Dimensional Aggregation - Deployed Model Forecast
A commonality among all SensibleAI Forecast use cases is the need for accuracy evaluation at the dimensionality by which the business currently forecasts (summarized level). With that being said, SensibleAI Forecast provides users the flexibility to forecast at varying levels of dimensionality which can lead to a mismatch between the granularity of the forecast output, and the granularity of the accuracy to be evaluated. In situations like this, there is a need to perform dimensional aggregation to ensure an equitable accuracy comparison among available forecasts.
Please check out Evaluation vs. Summarization Accuracy for a breakdown between the two concepts of “Evaluation” accuracy level versus the “Summarized” accuracy.
Dimensional Aggregation Explained
Simply put, dimensional aggregation refers to utilizing aggregation queries to eliminate target dimensions until the dimensional depth is equal between the forecasts being compared. For example, if the customer benchmark forecast is submitted at the Country~Store
level, and the SensibleAI Forecast forecast is output at the Country~Store~Department
level, there is a mismatch in the evaluation dimensionality between the two forecasts. In this case, the SensibleAI Forecast power user would need to ensure the forecasts are being compared at the same dimensionality. To do that, the power user would write a SQL query that would aggregate out the department dimension, sum the value dimension, and then create dimensionally equitable forecasts at the Country~Store
level.
As of Jul 29, 2025, the Forecast Value Add solution allows for the ability to do dimensional aggregation on-the-fly when conducting accuracy analysis.
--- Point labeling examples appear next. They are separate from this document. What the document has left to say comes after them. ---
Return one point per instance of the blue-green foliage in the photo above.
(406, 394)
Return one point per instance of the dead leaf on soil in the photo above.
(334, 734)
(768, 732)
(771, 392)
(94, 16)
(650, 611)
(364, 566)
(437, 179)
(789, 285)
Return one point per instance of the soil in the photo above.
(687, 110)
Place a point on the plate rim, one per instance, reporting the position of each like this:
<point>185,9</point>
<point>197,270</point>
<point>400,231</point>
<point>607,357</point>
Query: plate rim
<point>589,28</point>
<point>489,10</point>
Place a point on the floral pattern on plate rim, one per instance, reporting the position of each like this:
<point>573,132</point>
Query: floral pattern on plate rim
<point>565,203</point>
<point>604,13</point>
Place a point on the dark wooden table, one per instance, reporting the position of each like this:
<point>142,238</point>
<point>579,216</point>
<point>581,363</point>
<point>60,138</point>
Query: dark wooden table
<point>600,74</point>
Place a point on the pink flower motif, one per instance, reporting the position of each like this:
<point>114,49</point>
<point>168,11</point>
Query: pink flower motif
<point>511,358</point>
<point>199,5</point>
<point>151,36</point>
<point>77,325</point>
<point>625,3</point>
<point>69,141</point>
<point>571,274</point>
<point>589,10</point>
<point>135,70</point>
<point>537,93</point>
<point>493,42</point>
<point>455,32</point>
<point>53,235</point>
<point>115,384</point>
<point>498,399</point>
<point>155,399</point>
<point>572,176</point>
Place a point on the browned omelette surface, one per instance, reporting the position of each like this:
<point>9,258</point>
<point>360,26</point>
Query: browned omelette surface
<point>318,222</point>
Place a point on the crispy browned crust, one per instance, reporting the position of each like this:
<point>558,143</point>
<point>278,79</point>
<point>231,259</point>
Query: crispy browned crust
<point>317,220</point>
Important Information to Include in Dimensional Aggregation
To start, it is first important to understand what information the user would be interacting with as a part of this exercise. After a model has been deployed, and the forecasts and target data set updates are complete, the user may want to evaluate the performance of those predictions and can export a consumption group called a Deployed Model Forecast Table.
Deployed Model Forecast Table
With an understanding of the Deployed Model Forecast Table, the user will decide which target dimensions they are intending to aggregate out, and which data needs to remain included in the resulting table. When aggregating in SQL, the most common aggregate function is the Sum() function. In a dimensional aggregation situation, the user will use the Sum() function to uplevel the target dimensionality view and apply the Sum() on the value column. When using an aggregate function, it is critical to understand the columns necessary to execute a proper aggregation. Considering the image above outlining the schema of the Deployed Model Forecast Table, the user will want to exclude columns that associate any distinction to the lower target dimension or can create instances of duplicate records once the lower target dimension has been eliminated. Once the necessary columns have been selected, the user must also ensure that all columns that are not part of the aggregate Sum() function are listed in the GROUP BY clause if they are not being aggregated.
Dimensional Aggregation Example
Considering the table above, to properly compare Forecast 1, Forecast 2, and the Customer Benchmark, the user will have to perform resampling and dimensionally aggregate to create an apples-to-apples comparison among all forecasts.
Starting with Forecast 1, the forecast was generated at the Country~Store~Department
dimension and at a daily granularity. To compare to a Country~Store
Benchmark at the MS granularity, the user would have to resample the Deployed Model Forecast table from D to MS, then aggregate out the department dimension ensuring to exclude any columns relating to the department dimension and/or creating duplicate intersections once department has been removed. For Forecast 2, the user would not have to resample as the forecast was already generated at the MS level, however, the same dimensional aggregation described for Forecast 1 would need to occur to up level to the Country~Store
dimensionality. Once these steps have been executed, the user is able to conduct a fair comparison at the same evaluation granularity and assess the accuracy lift provided by SensibleAI Forecast.
Summary
In summary, when using SensibleAI Forecast, it is critical to evaluate accuracy at the same dimensionality as the customer benchmark forecasts. When a user is creating forecasts with varying target dimensions, it can create a disparity between the granularity of the forecast outputs and the benchmark forecast. In these cases, dimensional aggregation is necessary to eliminate target dimensions until the compared forecasts match in depth, thus ensuring a fair accuracy evaluation comparison among forecasts.